In rare move, University of Memphis middle school could share building with East High

Update, June 25, 2019: The school board approved this request for University Middle to use space in East High School for its first year.

In a last-ditch effort to find a building for its new middle school before August, the University of Memphis wants to share a building with Shelby County Schools.

If approved by the school board, co-locating University Middle for its first year inside of East High School would be a rare collaboration between the district and a school it doesn’t directly operate.

University officials said the location change would not disqualify some currently enrolled University Middle students from attending this fall, which was a concern because the school’s contract requires one third of its students to reside within two miles of the school. That condition was added to promote a more diverse student body than the university’s longtime elementary school, which has the smallest share of students from poor families and largest share of white students in the district.


Related: After pressure from school board members, University of Memphis middle school drops its academic requirement


The university has been scrambling to find another building for its middle school since March, in part because leaders of the Catholic church from which the university planned to lease said any programs or instruction could not conflict with the church’s religious beliefs.

As a school funded by public dollars barred from endorsing religious teaching, such restrictions were “not even remotely on the table for us to discuss,” Sally Parish, the university’s associate vice president for educational initiatives, told the Memphis Business Journal.

During the school board’s committee meeting Tuesday, Parish said “moving away from our original location has thrown us for quite a loop.”

David Rudd, University of Memphis president (Brad Vest/The Commercial Appeal)

“We would be incredibly grateful for an opportunity to put our middle school [at East High School] for one year while we build out and identify a space on or adjacent to campus for the following year,” she told board members.

In an email to parents Wednesday, Parish said the university had originally planned to share a final decision with parents if the school board approved the location change.

“I can assure you that we will still have a very successful school launch this fall, and that your child’s enrollment is not in jeopardy in any way,” the email read.

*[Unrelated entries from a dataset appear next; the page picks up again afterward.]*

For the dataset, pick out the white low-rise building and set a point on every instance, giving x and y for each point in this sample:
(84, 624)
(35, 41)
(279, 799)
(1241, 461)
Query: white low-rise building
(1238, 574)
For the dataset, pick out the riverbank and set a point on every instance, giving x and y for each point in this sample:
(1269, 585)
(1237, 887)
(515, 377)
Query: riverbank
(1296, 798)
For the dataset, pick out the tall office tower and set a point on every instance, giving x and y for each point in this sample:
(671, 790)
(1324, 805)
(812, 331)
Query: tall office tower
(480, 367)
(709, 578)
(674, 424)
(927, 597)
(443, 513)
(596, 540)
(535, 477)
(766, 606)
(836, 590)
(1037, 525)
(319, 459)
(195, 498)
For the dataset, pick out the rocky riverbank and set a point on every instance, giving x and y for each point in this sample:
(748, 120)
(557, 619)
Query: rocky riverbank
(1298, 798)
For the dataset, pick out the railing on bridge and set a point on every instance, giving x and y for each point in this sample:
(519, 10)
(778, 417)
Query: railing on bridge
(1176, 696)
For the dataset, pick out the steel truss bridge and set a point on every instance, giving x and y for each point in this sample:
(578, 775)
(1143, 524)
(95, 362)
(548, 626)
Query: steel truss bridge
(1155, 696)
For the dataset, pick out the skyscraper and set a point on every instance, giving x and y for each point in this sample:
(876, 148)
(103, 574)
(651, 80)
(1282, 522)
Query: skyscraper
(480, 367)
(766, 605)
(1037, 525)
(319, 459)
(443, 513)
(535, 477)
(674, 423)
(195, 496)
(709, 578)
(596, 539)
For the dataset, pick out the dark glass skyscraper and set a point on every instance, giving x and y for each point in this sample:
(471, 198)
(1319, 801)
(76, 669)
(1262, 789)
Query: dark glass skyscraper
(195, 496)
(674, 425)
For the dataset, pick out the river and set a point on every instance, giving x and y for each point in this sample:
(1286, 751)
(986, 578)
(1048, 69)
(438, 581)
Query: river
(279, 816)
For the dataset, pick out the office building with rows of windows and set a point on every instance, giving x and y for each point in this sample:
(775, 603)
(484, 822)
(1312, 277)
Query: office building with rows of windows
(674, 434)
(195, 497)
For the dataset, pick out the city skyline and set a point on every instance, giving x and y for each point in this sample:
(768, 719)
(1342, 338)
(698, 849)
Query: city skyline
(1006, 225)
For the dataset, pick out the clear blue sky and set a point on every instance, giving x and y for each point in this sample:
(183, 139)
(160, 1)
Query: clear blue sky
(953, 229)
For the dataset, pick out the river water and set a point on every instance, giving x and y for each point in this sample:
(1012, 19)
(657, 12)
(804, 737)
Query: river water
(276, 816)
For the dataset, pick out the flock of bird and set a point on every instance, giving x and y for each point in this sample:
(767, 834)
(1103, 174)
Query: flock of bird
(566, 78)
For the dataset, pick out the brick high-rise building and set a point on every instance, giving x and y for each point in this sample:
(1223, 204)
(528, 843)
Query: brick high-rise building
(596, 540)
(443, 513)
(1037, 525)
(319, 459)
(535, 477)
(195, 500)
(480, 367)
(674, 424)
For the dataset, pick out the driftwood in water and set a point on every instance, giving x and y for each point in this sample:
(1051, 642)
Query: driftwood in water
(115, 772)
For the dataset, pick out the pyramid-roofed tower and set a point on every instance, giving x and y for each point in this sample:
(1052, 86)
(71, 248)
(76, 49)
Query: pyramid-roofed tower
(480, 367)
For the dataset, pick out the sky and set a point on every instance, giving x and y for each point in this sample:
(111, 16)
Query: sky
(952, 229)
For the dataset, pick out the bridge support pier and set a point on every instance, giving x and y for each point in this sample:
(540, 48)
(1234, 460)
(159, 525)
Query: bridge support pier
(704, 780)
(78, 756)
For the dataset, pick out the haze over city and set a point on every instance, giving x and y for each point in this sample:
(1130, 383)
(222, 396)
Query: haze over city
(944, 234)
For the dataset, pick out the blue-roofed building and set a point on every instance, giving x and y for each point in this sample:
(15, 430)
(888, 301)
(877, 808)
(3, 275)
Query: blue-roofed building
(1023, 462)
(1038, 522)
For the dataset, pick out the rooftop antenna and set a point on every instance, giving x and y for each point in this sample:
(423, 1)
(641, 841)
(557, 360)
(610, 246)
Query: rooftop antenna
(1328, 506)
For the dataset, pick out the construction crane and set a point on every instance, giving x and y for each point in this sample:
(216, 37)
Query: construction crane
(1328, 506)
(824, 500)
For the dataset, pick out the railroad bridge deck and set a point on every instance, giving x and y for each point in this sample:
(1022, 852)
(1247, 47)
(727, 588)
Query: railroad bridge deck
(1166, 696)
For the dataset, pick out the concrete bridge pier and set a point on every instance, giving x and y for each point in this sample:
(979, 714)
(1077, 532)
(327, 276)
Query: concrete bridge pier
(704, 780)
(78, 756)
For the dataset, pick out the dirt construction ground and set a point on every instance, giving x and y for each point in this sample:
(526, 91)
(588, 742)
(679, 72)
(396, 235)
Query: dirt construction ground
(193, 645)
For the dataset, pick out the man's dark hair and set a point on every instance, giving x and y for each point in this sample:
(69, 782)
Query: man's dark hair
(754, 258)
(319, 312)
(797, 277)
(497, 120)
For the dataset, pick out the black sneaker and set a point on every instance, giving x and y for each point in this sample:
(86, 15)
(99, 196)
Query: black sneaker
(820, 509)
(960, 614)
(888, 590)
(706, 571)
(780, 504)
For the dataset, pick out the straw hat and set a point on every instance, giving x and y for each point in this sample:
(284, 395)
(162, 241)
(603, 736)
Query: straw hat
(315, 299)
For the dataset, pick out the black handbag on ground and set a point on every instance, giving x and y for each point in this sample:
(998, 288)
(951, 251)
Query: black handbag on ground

School board members did not react to the university’s proposal during the committee meeting, but some said afterward that they would be in favor.

“They’ve exhausted all their other options… I’m OK with it for one year,” said board member Althea Greene.

“My concern is [if] they separate these kids from the high school,” said board member Joyce Dorse-Coleman. “If it has to be done, let it be completely separate.”

Campus School serves first through fifth grades on the University of Memphis campus. Children of faculty and staff are given priority in admissions. (Laura Faith Kebede/Chalkbeat)

The University of Memphis middle school is a “contract” school, which is different from the publicly funded but privately managed charter schools in the district. Contract schools have more flexibility in enrollment, which allows the university to reserve a third of the seats for children of university faculty and staff. It is also a teaching lab school where aspiring teachers at the university will work alongside certified teachers.

Shelby County Schools rarely shares space with other school operators, which the district often sees as competitors. Last year, the district accepted an emergency offer from a state-run school to share space at Kirby Middle School as the district cleared the high school of rats. Charter schools more often share space with each other in district-owned buildings, but students in district-run schools are rarely enrolled in the same building. The state-run Achievement School District used to share space with district schools as the state gradually took over a school, but that practice ended in 2014.

University of Memphis’ president David Rudd reached out to Superintendent Joris Ray on Friday evening with the idea of co-locating at East High School, said John Barker, the district’s chief of staff. Other attempts to secure a space included St. Luke’s United Methodist Church a half mile away from the original location, St. Ann Catholic Church, and using portable classrooms on the university’s campus, he said.

The school board is expected to discuss the proposal at its work session Tuesday and vote the following week.